The GOP will not get the two-thirds majority required to override a presidential veto and repeal “Obamacare,” analysts agree, although Republicans are likely to continue efforts to defund the federal health care plan that, after a wobbly start, has begun to snowball, with enrollment increasing beyond initialexpectations and costs coming in lower than predicted.  A “show vote” on the repeal of Obamacare is a possibility, but Republicans recognize that any chance of repealing the law can only come when a GOP president sits in the Oval Office.  

On the positive side, Obama may be grateful to a Republican-controlled Congress to push through his trade agenda, specifically “fast-track” authority to cement two agreements, one with the European Union and the Trans-Pacific Partnership (TPP) that includes Mexico, Japan, Australia and nine other nations.  Some Democrats are stalling at giving their support to fast-track authority, fearing it could lead to deals that damage jobs and industry.

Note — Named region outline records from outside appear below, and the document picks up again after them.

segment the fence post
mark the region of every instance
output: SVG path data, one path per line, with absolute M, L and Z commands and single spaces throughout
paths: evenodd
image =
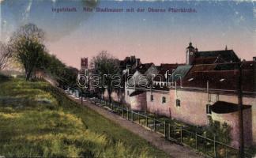
M 205 137 L 205 154 L 206 155 L 206 137 Z
M 166 121 L 164 120 L 164 137 L 166 138 Z
M 132 122 L 134 122 L 134 112 L 133 111 L 131 111 L 131 115 L 132 115 Z
M 170 123 L 168 124 L 168 139 L 170 139 L 170 137 L 171 137 L 171 125 L 170 125 Z
M 198 131 L 196 131 L 196 137 L 195 137 L 195 146 L 196 146 L 196 149 L 198 149 Z
M 216 141 L 215 141 L 215 139 L 216 139 L 216 136 L 215 136 L 215 134 L 214 134 L 214 137 L 213 137 L 214 139 L 213 139 L 213 149 L 214 149 L 214 157 L 215 158 L 216 158 Z
M 174 135 L 174 138 L 176 139 L 176 126 L 175 126 L 175 135 Z
M 113 112 L 113 103 L 111 103 L 111 112 Z
M 127 120 L 129 120 L 129 111 L 128 111 L 128 107 L 126 107 L 126 111 L 127 111 Z
M 180 142 L 183 142 L 183 126 L 180 127 Z

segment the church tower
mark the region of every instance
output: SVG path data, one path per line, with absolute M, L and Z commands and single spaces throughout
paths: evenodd
M 189 46 L 186 49 L 186 65 L 192 65 L 195 58 L 196 50 L 192 46 L 192 43 L 190 42 Z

Political observers have also highlighted other areas where agreements between the executive and legislative branches might be found over the next two years. Among these are corporate-tax reform, deficit reduction, federal highway funding and policy in Iraq and Syria.

All 435 seats in the House of Representatives and 36 seats in the Senate (out of 100) are up for grabs on November 4.  In addition, elections for governor will be held in 38 states and territories, as well as 46 state legislatures (excluding Louisiana, Mississippi, New Jersey and Virginia).